I want to save an extra $100 per month, should I contribute to my 403(b) or an IRA?
This is an excellent and common question. First, let’s clarify that a 403(b) is similar to a 401(k) except that they’re typically for non-profit or government workers. They allow the employee to save before tax dollars that will grow tax free until they are withdrawn after age 59 1/2. They are also unlikely to have a matching component since the employee may also have a pension.

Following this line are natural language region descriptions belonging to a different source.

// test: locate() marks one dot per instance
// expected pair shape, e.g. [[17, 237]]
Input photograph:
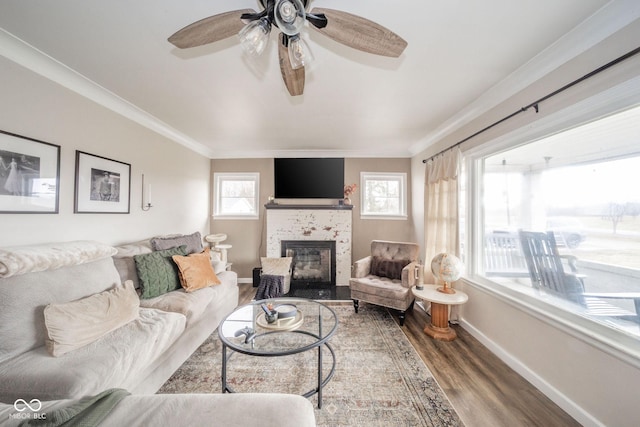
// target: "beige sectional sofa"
[[49, 281]]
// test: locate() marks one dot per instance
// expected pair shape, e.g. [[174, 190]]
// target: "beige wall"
[[592, 382], [248, 236], [33, 106]]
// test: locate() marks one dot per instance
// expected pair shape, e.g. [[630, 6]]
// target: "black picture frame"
[[29, 175], [102, 185]]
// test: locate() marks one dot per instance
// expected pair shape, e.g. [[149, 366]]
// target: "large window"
[[582, 186], [384, 195], [236, 195]]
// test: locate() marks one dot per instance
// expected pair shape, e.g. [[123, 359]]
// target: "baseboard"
[[568, 405]]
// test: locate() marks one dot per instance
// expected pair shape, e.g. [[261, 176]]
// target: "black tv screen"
[[301, 178]]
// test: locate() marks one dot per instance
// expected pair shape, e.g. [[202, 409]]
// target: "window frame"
[[219, 178], [606, 339], [401, 177]]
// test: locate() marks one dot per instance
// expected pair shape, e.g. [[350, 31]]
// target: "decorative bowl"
[[286, 310]]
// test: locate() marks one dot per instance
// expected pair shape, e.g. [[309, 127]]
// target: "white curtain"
[[441, 207]]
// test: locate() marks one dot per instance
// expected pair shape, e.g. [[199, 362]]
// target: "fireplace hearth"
[[313, 265]]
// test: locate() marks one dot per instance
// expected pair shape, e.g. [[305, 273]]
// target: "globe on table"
[[447, 268]]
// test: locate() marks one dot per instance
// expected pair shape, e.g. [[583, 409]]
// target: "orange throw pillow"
[[196, 271]]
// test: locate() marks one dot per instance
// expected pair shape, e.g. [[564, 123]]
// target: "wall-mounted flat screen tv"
[[309, 178]]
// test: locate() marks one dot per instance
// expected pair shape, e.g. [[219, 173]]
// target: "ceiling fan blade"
[[360, 33], [209, 30], [293, 79]]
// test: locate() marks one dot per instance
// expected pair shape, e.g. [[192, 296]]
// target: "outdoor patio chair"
[[547, 272]]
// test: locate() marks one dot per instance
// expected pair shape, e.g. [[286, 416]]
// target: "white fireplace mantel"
[[312, 223]]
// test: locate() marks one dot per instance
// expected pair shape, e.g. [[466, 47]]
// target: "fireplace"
[[313, 264]]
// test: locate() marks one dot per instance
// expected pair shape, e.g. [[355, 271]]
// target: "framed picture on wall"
[[29, 175], [102, 185]]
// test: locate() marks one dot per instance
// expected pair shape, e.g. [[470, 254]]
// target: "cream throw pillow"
[[276, 266], [74, 324]]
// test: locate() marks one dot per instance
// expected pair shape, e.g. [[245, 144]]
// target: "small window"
[[236, 195], [384, 195]]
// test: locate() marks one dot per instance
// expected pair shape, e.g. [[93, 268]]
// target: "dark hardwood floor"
[[483, 390]]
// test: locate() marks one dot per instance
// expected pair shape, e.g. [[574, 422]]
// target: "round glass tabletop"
[[301, 324]]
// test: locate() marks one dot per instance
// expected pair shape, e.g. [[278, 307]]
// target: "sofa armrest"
[[362, 267]]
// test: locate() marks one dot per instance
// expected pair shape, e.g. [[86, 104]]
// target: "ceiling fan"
[[289, 16]]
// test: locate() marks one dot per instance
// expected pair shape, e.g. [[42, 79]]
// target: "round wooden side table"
[[439, 327]]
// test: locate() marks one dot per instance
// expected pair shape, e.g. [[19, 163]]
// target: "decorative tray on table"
[[281, 324]]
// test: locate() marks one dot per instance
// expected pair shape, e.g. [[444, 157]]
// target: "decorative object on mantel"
[[447, 268], [289, 17], [348, 191], [29, 175]]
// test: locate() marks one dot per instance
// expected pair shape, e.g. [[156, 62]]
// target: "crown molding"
[[29, 57], [610, 19]]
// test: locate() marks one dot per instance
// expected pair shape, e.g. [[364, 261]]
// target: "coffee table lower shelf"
[[321, 381]]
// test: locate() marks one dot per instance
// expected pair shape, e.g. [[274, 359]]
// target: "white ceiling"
[[218, 102]]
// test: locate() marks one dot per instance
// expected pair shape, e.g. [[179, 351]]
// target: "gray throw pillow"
[[157, 272], [389, 268], [193, 242]]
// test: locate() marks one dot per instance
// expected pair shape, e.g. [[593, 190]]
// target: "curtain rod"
[[535, 104]]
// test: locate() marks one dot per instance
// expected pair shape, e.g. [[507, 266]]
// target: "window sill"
[[612, 341], [386, 217], [235, 217]]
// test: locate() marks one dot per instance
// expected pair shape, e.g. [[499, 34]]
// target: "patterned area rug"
[[379, 380]]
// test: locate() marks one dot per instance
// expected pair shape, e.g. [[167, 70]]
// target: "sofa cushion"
[[114, 360], [195, 271], [51, 256], [74, 324], [157, 272], [189, 304], [24, 297], [193, 242], [390, 268]]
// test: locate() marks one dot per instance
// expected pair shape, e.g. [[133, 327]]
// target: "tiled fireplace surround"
[[312, 222]]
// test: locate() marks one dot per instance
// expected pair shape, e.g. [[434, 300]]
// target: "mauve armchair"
[[386, 276]]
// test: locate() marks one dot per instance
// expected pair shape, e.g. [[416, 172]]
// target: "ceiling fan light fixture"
[[254, 36], [299, 52], [289, 16]]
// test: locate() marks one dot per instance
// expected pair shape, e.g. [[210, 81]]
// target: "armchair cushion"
[[385, 277]]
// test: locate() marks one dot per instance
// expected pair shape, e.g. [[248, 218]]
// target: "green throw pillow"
[[157, 272]]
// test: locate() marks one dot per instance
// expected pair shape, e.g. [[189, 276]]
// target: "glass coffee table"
[[302, 325]]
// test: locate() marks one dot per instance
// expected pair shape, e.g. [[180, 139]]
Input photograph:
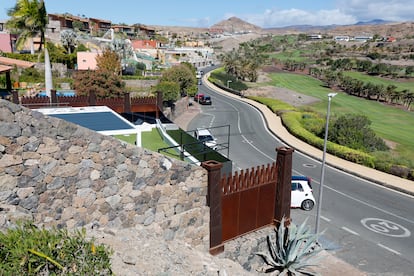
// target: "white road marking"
[[350, 231], [325, 219], [389, 249]]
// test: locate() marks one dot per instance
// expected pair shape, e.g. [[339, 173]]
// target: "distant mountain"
[[236, 25], [373, 22], [312, 28]]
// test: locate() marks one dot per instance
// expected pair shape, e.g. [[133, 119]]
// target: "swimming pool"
[[59, 93]]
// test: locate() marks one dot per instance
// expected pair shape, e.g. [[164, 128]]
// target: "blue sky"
[[263, 13]]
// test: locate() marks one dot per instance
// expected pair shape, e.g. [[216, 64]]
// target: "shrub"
[[292, 250], [221, 77], [275, 105], [28, 250]]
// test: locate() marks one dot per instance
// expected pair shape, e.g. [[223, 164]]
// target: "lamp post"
[[318, 214]]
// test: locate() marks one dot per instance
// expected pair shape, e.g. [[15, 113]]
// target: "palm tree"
[[28, 18]]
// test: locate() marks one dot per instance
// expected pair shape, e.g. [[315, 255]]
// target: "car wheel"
[[307, 204]]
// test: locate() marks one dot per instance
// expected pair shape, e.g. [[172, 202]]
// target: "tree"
[[68, 39], [109, 61], [170, 90], [182, 75], [28, 19], [104, 84]]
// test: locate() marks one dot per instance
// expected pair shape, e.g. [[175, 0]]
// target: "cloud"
[[280, 18], [395, 10]]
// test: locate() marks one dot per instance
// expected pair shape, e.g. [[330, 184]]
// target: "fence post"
[[214, 201], [127, 102], [92, 98], [15, 97], [53, 97], [283, 184], [159, 104]]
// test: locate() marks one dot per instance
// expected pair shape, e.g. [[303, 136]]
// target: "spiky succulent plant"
[[292, 251]]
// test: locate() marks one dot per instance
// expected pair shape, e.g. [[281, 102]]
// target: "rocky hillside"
[[236, 25]]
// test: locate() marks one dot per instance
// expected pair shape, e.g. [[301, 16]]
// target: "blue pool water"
[[59, 93]]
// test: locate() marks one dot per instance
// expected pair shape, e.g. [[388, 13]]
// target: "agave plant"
[[293, 250]]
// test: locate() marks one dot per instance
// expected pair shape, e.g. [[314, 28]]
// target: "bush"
[[292, 250], [28, 250], [221, 77], [291, 120], [275, 105]]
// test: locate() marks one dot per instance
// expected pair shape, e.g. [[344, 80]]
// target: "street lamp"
[[330, 96]]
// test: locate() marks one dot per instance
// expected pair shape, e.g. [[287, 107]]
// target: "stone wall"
[[60, 174], [149, 208]]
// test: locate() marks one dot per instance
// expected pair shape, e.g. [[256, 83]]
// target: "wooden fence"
[[124, 104], [249, 200]]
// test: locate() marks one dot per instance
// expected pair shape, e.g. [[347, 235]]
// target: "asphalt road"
[[366, 225]]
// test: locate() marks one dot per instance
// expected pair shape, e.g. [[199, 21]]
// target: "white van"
[[205, 136], [302, 194]]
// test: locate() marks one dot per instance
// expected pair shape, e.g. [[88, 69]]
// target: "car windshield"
[[206, 138]]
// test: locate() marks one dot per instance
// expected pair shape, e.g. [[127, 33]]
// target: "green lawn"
[[390, 123], [377, 80], [151, 140]]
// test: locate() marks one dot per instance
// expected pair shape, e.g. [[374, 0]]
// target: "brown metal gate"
[[248, 200]]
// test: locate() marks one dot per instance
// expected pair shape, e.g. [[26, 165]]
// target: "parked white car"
[[205, 136], [302, 194]]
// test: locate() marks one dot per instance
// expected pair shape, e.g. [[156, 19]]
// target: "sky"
[[263, 13]]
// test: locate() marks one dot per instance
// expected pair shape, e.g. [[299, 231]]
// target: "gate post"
[[53, 97], [15, 97], [127, 103], [283, 184], [214, 201]]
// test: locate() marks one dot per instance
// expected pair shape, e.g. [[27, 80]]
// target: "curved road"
[[366, 225]]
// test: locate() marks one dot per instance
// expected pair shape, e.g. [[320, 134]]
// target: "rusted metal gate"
[[248, 200]]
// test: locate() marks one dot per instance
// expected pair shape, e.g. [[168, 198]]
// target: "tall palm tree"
[[28, 18]]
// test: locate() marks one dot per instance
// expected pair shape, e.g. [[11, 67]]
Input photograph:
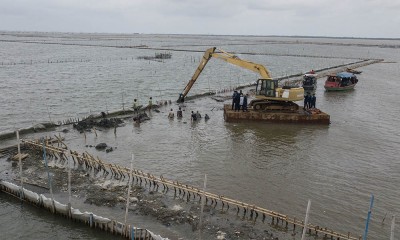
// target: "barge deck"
[[301, 116]]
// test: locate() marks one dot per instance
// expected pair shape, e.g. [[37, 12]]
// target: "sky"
[[331, 18]]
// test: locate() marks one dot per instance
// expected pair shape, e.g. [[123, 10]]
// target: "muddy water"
[[275, 166]]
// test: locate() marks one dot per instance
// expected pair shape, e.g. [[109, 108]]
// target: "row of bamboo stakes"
[[181, 190]]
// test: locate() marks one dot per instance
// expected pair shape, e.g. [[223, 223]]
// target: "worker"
[[179, 113], [193, 116], [198, 116], [233, 99], [171, 114], [245, 103], [306, 98], [237, 102], [312, 101], [150, 102], [241, 100], [135, 106]]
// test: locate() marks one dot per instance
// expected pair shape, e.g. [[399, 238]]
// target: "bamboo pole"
[[20, 165], [129, 189], [306, 220], [368, 217], [202, 206], [392, 227]]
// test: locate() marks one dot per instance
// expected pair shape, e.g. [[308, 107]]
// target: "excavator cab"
[[266, 87]]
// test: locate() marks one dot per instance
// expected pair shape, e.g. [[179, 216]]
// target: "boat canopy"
[[345, 75]]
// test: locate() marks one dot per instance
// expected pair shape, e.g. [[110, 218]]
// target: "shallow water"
[[276, 166]]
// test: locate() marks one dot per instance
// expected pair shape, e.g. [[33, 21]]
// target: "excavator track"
[[267, 105]]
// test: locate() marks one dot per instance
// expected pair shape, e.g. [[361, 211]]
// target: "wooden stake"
[[306, 220]]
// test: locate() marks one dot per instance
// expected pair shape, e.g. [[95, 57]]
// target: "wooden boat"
[[350, 70], [340, 82]]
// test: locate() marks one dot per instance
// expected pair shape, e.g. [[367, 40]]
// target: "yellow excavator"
[[268, 96]]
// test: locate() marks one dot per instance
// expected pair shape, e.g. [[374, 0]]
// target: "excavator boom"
[[227, 57], [268, 92]]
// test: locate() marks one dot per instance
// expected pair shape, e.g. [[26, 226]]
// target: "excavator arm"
[[227, 57]]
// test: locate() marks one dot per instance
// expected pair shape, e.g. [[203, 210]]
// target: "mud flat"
[[302, 116]]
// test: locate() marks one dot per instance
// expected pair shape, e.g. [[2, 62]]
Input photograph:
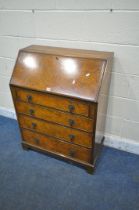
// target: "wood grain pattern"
[[63, 75], [56, 116], [53, 101], [52, 144], [51, 129], [58, 97]]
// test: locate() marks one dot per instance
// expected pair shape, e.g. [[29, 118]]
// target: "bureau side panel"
[[102, 103]]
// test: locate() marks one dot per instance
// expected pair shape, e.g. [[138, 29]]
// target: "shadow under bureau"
[[60, 97]]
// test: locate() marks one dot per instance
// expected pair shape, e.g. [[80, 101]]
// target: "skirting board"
[[128, 145]]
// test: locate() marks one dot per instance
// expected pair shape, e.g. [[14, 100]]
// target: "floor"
[[33, 181]]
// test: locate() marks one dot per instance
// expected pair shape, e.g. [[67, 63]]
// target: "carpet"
[[33, 181]]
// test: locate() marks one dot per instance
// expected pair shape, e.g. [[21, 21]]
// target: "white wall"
[[90, 24]]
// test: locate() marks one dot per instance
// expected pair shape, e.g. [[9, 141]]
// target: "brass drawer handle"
[[29, 98], [71, 137], [36, 141], [31, 111], [72, 153], [71, 122], [71, 108], [34, 125]]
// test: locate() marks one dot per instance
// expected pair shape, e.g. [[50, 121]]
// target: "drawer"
[[55, 130], [56, 146], [53, 101], [56, 116]]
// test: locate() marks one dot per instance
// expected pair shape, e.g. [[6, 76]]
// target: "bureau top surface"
[[61, 71]]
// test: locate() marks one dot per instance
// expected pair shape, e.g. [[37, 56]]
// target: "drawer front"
[[54, 145], [61, 132], [53, 115], [53, 101]]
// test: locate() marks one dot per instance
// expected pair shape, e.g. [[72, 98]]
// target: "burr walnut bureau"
[[60, 96]]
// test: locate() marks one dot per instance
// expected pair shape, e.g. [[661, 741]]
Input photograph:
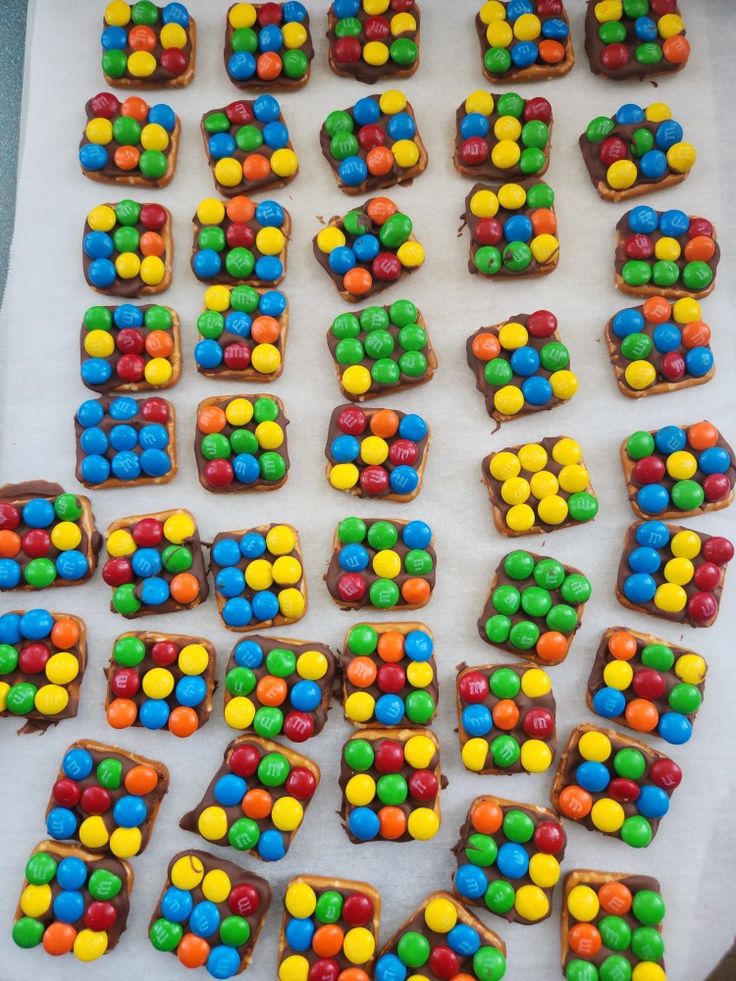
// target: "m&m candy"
[[376, 453], [612, 926], [275, 686], [210, 913], [534, 606], [389, 675], [129, 142], [524, 40], [123, 441], [242, 333], [539, 487], [368, 249], [382, 563], [148, 46], [521, 365], [47, 537], [508, 859], [513, 230], [502, 136], [506, 719], [647, 684], [442, 939], [381, 349], [248, 146], [665, 253], [72, 902], [259, 577], [373, 144], [639, 149], [160, 681], [614, 784], [240, 443], [127, 348], [673, 572], [240, 241], [328, 925], [43, 656], [635, 39], [675, 471], [660, 347], [126, 249], [155, 564], [257, 800], [390, 783], [268, 46], [373, 39], [106, 798]]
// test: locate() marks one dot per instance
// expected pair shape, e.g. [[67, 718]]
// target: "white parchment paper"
[[693, 854]]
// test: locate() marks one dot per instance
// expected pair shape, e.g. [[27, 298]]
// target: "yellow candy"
[[90, 944], [141, 64], [607, 815], [287, 814], [583, 903], [520, 517], [423, 824], [266, 359], [484, 204], [685, 545], [474, 754], [212, 823], [210, 211], [440, 915], [216, 886], [621, 174], [239, 712], [374, 450], [51, 699], [595, 746], [406, 153], [640, 375], [531, 903], [536, 756]]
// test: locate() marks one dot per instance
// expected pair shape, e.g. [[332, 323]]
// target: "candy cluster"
[[615, 785], [275, 686], [242, 333], [512, 230], [647, 684], [248, 146], [368, 248], [376, 452], [155, 564], [381, 563], [534, 607], [241, 443], [390, 675], [390, 784], [659, 347], [257, 800], [106, 799], [42, 660], [506, 719], [160, 681], [259, 579], [381, 349], [521, 366], [268, 45], [539, 486], [126, 248], [508, 859], [121, 440]]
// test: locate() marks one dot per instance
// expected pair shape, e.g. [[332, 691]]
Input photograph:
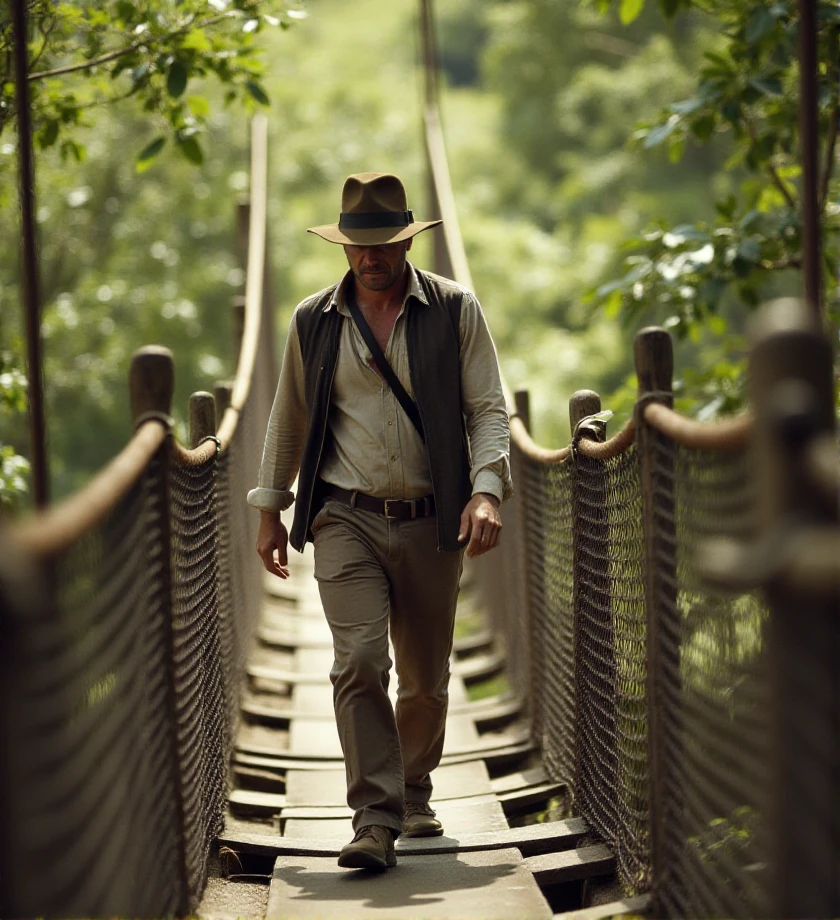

For the sake of answering this question, we’ll assume you have a pension and there’s no match on the 403(b). There are different types of IRAs, so if you don’t earn too much to disqualify you for a Roth IRA (your Modified Adjusted Gross Income is less than $139,000), that would be your best option for an IRA.
So which is better?
To start, if you have a pension and you’re looking to save more beyond that, you’ve made a very smart decision. Saving beyond your pension is the key to a secure retirement. Both options are good and will provide you with tax-deferred growth but I recommend the Roth IRA. The Roth IRA is funded with after tax dollars which means the money will be tax-free when withdrawn after age 59 1/2. This is significant because your pension will likely be taxed (though it varies at the state level) and having money in the Roth IRA will give you levers to pull to keep your retirement income under certain tax thresholds. There are also more investment options available with an IRA.
Go big
The maximum annual contribution for a Roth IRA is $6,000, or $7,000 if you’re over 50. So if you’re able to increase your contribution beyond $100 per month, there’s room to do so while still using the Roth. If you reach the Roth limit, then anything you can save above and beyond that amount can go into the 403(b). The only thing better than having a pension and a Roth IRA is to have a pension, Roth and 403(b)!